Dijon, la cité la plus attractive de France dans une catégorie d'agglomérations.
La situation que connaît la ville en matière de développement économique favorisant l'emploi est plutôt satisfaisante. C'est si vrai que pour la seconde année consécutive, Dijon se voit promue par le magazine l'Entreprise la cité la plus attractive de France dans la catégorie des agglomérations de 200 000 à 500 000 habitants.
On peut, certes, toujours discuter tel ou tel critère, mais la tendance en ce qui concerne le climat économique général n'est pas contestable.

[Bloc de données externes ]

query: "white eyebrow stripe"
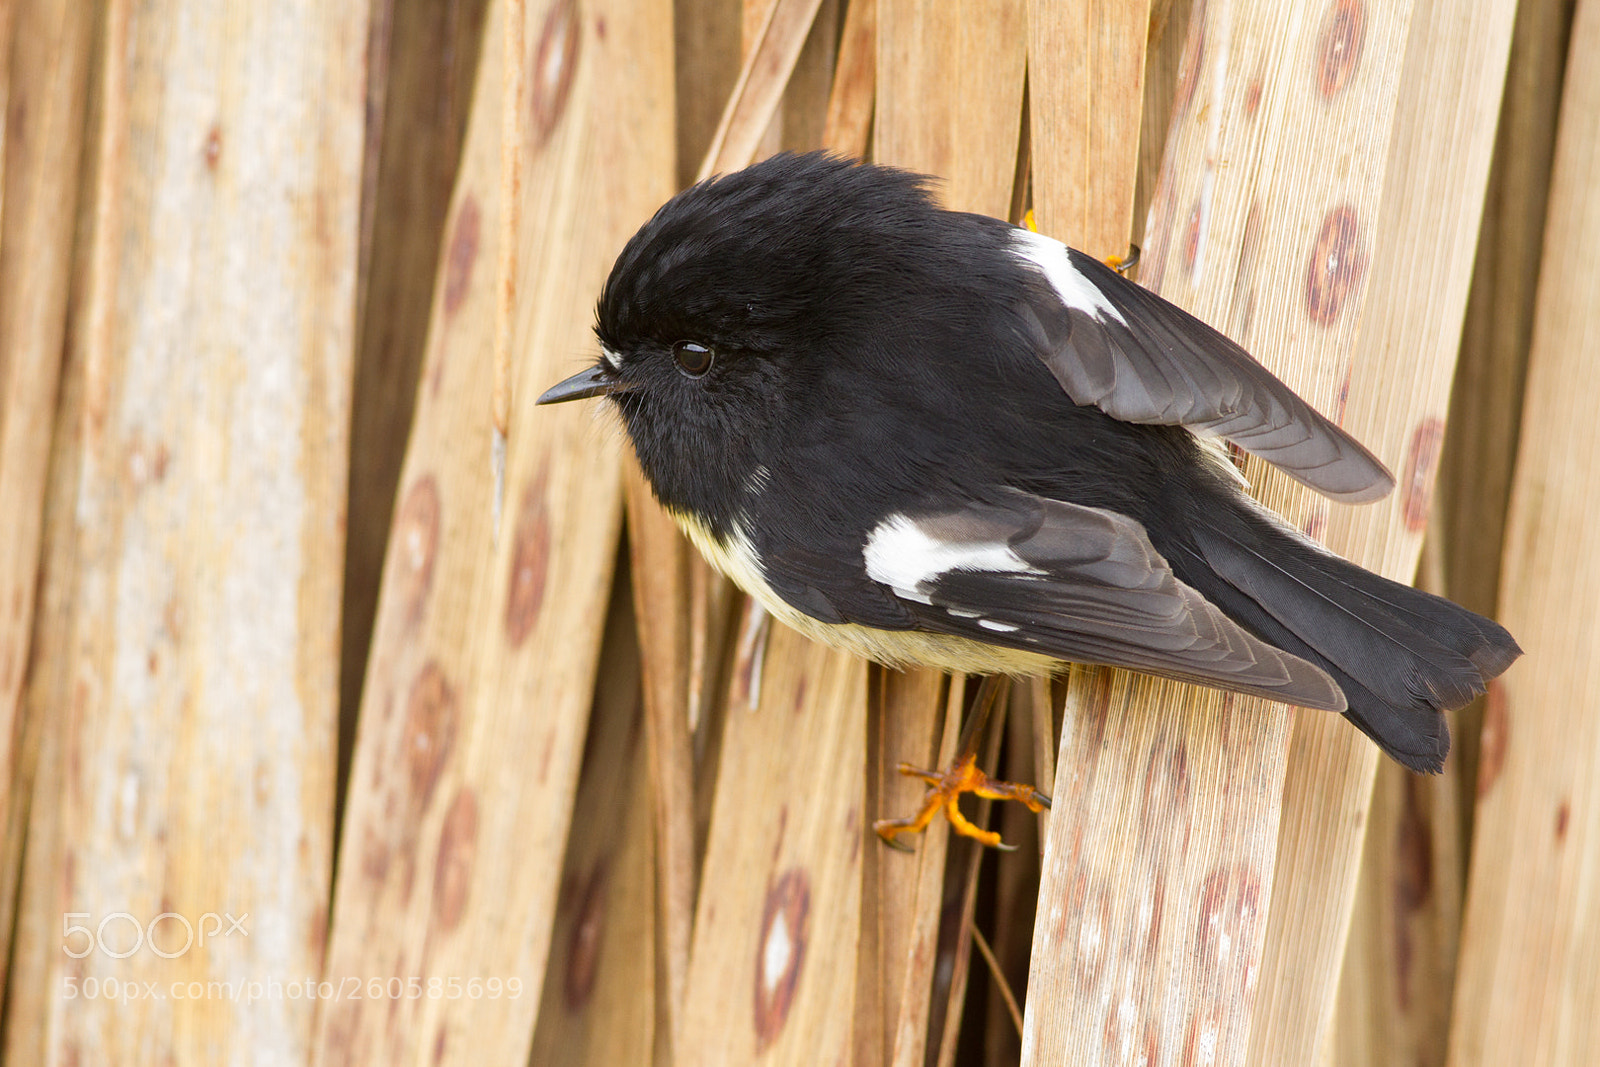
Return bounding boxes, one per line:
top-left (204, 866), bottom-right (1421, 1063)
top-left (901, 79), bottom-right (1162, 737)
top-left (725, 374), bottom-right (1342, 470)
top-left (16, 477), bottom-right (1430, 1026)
top-left (600, 345), bottom-right (623, 370)
top-left (1011, 229), bottom-right (1128, 326)
top-left (863, 514), bottom-right (1040, 597)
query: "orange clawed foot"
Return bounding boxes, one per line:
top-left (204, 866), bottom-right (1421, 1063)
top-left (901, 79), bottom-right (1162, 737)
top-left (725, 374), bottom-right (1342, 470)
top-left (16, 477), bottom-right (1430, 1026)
top-left (872, 751), bottom-right (1051, 852)
top-left (1104, 244), bottom-right (1141, 275)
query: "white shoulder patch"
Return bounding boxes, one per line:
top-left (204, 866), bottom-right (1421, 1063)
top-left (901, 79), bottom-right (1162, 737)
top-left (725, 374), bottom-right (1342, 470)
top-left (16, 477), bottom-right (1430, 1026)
top-left (1010, 229), bottom-right (1127, 326)
top-left (863, 514), bottom-right (1038, 602)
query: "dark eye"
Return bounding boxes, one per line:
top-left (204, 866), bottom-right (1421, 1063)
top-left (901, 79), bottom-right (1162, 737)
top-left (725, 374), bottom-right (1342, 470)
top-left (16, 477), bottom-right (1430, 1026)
top-left (672, 340), bottom-right (714, 377)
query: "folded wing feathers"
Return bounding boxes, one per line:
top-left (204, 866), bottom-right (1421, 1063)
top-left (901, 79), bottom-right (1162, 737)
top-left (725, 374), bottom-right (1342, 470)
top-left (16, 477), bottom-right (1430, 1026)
top-left (869, 493), bottom-right (1346, 711)
top-left (1193, 520), bottom-right (1485, 711)
top-left (1013, 233), bottom-right (1395, 504)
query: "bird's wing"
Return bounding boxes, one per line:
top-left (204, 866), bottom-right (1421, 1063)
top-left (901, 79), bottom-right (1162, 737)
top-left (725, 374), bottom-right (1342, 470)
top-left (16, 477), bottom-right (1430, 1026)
top-left (853, 489), bottom-right (1346, 710)
top-left (1010, 229), bottom-right (1394, 504)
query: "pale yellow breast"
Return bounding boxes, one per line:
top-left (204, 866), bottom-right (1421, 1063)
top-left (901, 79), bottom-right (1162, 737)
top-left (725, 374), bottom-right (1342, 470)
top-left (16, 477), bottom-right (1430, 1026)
top-left (667, 507), bottom-right (1060, 677)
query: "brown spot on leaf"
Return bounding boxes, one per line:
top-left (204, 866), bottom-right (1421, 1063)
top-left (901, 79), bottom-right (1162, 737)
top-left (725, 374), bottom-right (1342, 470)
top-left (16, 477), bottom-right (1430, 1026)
top-left (404, 662), bottom-right (458, 805)
top-left (733, 605), bottom-right (766, 707)
top-left (1392, 776), bottom-right (1431, 1008)
top-left (1141, 737), bottom-right (1192, 857)
top-left (1477, 679), bottom-right (1509, 797)
top-left (506, 473), bottom-right (552, 646)
top-left (443, 196), bottom-right (480, 317)
top-left (126, 437), bottom-right (171, 487)
top-left (1139, 1025), bottom-right (1160, 1065)
top-left (1195, 864), bottom-right (1263, 994)
top-left (307, 907), bottom-right (328, 960)
top-left (433, 789), bottom-right (478, 931)
top-left (558, 868), bottom-right (581, 903)
top-left (538, 728), bottom-right (556, 783)
top-left (1181, 1013), bottom-right (1224, 1067)
top-left (1138, 868), bottom-right (1167, 965)
top-left (1182, 199), bottom-right (1203, 275)
top-left (1555, 799), bottom-right (1570, 843)
top-left (148, 909), bottom-right (191, 957)
top-left (531, 0), bottom-right (581, 149)
top-left (395, 476), bottom-right (441, 626)
top-left (163, 595), bottom-right (184, 643)
top-left (565, 861), bottom-right (608, 1010)
top-left (770, 806), bottom-right (790, 868)
top-left (1316, 0), bottom-right (1366, 98)
top-left (203, 124), bottom-right (223, 170)
top-left (1401, 417), bottom-right (1445, 532)
top-left (753, 868), bottom-right (810, 1051)
top-left (1305, 205), bottom-right (1367, 326)
top-left (322, 1007), bottom-right (356, 1062)
top-left (1245, 78), bottom-right (1263, 116)
top-left (1109, 1017), bottom-right (1161, 1065)
top-left (1142, 737), bottom-right (1191, 818)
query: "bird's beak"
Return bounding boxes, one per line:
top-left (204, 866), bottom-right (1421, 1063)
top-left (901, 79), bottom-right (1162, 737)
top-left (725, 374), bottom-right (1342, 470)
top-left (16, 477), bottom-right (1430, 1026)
top-left (536, 364), bottom-right (630, 405)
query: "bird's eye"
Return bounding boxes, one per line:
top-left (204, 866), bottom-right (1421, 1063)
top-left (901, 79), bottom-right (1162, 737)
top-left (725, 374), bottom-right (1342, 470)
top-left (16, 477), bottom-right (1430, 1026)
top-left (672, 340), bottom-right (714, 377)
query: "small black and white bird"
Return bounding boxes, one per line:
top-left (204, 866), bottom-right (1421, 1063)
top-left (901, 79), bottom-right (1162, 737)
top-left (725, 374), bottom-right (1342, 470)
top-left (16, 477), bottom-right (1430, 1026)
top-left (539, 151), bottom-right (1519, 776)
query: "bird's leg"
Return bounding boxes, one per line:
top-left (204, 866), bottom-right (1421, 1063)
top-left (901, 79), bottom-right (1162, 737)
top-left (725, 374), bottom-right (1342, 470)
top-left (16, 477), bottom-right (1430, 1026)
top-left (1105, 243), bottom-right (1141, 275)
top-left (873, 675), bottom-right (1052, 852)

C'est si vrai que l'on observe en cet automne une accélération en matière d'aménagement et d'équipement du territoire avec les travaux du quartier Junot, ceux de la cité des affaires, l'ouverture du Planétarium, celle du Zenith, ou encore la mise en service de la nouvelle cuisine municipale pour ne citer que les opérations les plus significatives.
C'est si vrai encore qu'en matière d'emploi et en dépit d'une conjoncture nationale défaillante, Dijon a réussi à jeter les bases d'un redémarrage vigoureux du recrutement. Les débuts prometteurs d'Ikea, l'arrivée, rue Audra, du centre de logistique de la Sncf et la décision du groupe pharmaceutique Fournier de mieux asseoir son pôle de recherches sur place – avec le concours de l'État et des collectivités locales – en témoignent.
Sans compter la résorption de la précarité parmi les personnels communaux – 650 agents concernés.